Paco Campos •  Opinión •  06/01/2018

¿Acordar sin concordar?

Llegamos a acuerdos muchas veces durante nuestra vida. Unos más importantes que otros, pero todos se resuelven en base a la concordancia. Claro que concordar es difícil de manejar, es un episodio que casi todo el mundo cree entender, pero pocos saben esclarecer. Viene a ser semejante a lo que decía Agustín de Hipona en Confesiones -> qué es el tiempo: si me lo preguntas lo sé; si tengo que explicártelo, no. Realmente aquí no se trata de explicar nada, sólo con entender, con poder seguir, es suficiente. Nada podemos acordar si previamente no hemos concordado algo, sería la tesis a dilucidar.

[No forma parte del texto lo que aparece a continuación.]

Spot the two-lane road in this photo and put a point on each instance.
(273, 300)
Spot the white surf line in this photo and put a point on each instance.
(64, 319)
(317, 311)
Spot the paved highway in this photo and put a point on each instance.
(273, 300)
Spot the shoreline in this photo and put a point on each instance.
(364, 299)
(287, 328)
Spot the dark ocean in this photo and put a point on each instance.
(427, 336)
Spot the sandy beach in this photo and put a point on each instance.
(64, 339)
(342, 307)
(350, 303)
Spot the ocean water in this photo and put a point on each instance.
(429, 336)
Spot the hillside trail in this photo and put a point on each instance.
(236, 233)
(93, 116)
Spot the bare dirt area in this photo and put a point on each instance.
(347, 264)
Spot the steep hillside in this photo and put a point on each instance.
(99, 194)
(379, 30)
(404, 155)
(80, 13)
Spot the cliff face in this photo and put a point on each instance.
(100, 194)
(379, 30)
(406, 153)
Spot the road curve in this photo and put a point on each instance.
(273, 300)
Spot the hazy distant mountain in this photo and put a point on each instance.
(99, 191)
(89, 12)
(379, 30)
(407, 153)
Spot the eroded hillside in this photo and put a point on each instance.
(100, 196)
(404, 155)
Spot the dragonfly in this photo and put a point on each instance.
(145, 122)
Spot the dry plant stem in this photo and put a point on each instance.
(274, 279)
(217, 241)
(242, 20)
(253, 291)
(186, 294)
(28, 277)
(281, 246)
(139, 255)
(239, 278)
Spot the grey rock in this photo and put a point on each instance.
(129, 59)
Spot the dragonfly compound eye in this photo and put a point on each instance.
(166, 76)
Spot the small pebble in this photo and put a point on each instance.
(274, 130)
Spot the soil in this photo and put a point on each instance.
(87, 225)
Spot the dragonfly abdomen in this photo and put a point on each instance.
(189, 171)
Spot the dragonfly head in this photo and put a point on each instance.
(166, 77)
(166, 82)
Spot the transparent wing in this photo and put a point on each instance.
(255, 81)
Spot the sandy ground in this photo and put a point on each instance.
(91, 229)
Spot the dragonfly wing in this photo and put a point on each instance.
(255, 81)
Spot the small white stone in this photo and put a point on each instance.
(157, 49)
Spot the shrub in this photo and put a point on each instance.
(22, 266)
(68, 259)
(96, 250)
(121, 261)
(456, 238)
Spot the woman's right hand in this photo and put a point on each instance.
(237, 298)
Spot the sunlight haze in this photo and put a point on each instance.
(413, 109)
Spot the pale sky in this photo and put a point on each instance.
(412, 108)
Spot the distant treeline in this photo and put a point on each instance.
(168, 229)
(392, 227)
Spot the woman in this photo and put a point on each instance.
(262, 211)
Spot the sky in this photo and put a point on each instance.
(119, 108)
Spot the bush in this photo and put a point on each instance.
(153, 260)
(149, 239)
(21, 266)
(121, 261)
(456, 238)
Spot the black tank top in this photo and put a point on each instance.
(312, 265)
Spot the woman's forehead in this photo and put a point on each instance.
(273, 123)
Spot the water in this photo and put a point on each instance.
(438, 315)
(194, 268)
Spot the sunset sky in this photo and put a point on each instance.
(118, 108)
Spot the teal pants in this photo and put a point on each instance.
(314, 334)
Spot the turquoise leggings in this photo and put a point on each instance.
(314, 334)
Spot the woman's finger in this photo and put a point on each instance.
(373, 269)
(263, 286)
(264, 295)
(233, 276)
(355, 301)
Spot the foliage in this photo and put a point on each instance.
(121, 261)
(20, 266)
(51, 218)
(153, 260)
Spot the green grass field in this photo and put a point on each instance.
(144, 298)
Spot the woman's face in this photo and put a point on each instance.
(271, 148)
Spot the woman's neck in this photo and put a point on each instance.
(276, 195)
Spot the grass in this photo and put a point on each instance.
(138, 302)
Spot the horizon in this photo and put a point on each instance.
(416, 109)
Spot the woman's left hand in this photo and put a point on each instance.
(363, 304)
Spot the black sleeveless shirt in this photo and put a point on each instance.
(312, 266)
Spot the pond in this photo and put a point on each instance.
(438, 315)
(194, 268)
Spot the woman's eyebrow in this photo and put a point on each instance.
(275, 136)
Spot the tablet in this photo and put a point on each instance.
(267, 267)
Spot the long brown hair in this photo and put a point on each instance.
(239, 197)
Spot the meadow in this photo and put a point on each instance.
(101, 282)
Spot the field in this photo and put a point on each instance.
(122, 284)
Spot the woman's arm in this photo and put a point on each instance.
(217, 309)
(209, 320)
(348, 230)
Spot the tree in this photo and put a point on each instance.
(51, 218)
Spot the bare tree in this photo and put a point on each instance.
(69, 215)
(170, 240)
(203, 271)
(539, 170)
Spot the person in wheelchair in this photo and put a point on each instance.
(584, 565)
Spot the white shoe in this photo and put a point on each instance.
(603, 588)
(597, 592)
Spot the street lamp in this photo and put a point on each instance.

El caso básico de la concordancia para Wittgenstein es el de la armonía entre pensamiento y realidad. La gente sostiene que cuando hablamos con alguien, en la cabeza del que nos escucha ocurren procesos del pensamiento; pero nadie, pocos al menos, mantiene que basta con manejar adecuadamente las palabras para seguir obteniendo respuestas del interlocutor. Cuando, por el contrario, las palabras son sometidas al prejuicio, o a la condición humana misma, entonces es imposible concordar en lo único que podemos hacerlo: en el uso de las proposiciones. Puedo concordar en algo o algo con alguien si adecuo la sintaxis de tal manera que pueda continuar la comunicación.

En la política de salón, la que aparece en los telediarios, se dan muchos acuerdos sin antes haber obtenido alguna concordancia, a excepción de una rúbrica o una declaración de principios, a veces es por causa mayor -la unidad del Estado- o por el bien general -política de seguridad, economía, identidades etc.- Pero conocemos pocos casos de acuerdos plenos. Hay grupos que se abstienen, precisamente por eso: porque al no haber una concordancia mínima o básica, los acuerdos que dimanen de esa supuesta armonía, no tienen más valor que el coyuntural.

La filosofía pragmática del lenguaje, en el caso paradigmático de Wittgenstein, ya en 1945, nos alerta diciendo que concordar no es hacer corresponder lenguaje con realidad, sino converger en el uso de las palabras, porque sólo en el uso y con el uso de ellas podemos extraer significados para nuestras vidas.

Tenemos jueces que pasan horas sentados, oyendo sin interrupción, y oyendo y oyendo, y no llegan a recapacitar sobre el sentido y el uso de las palabras, porque cuando oyen piensan con imágenes, como los niños chicos.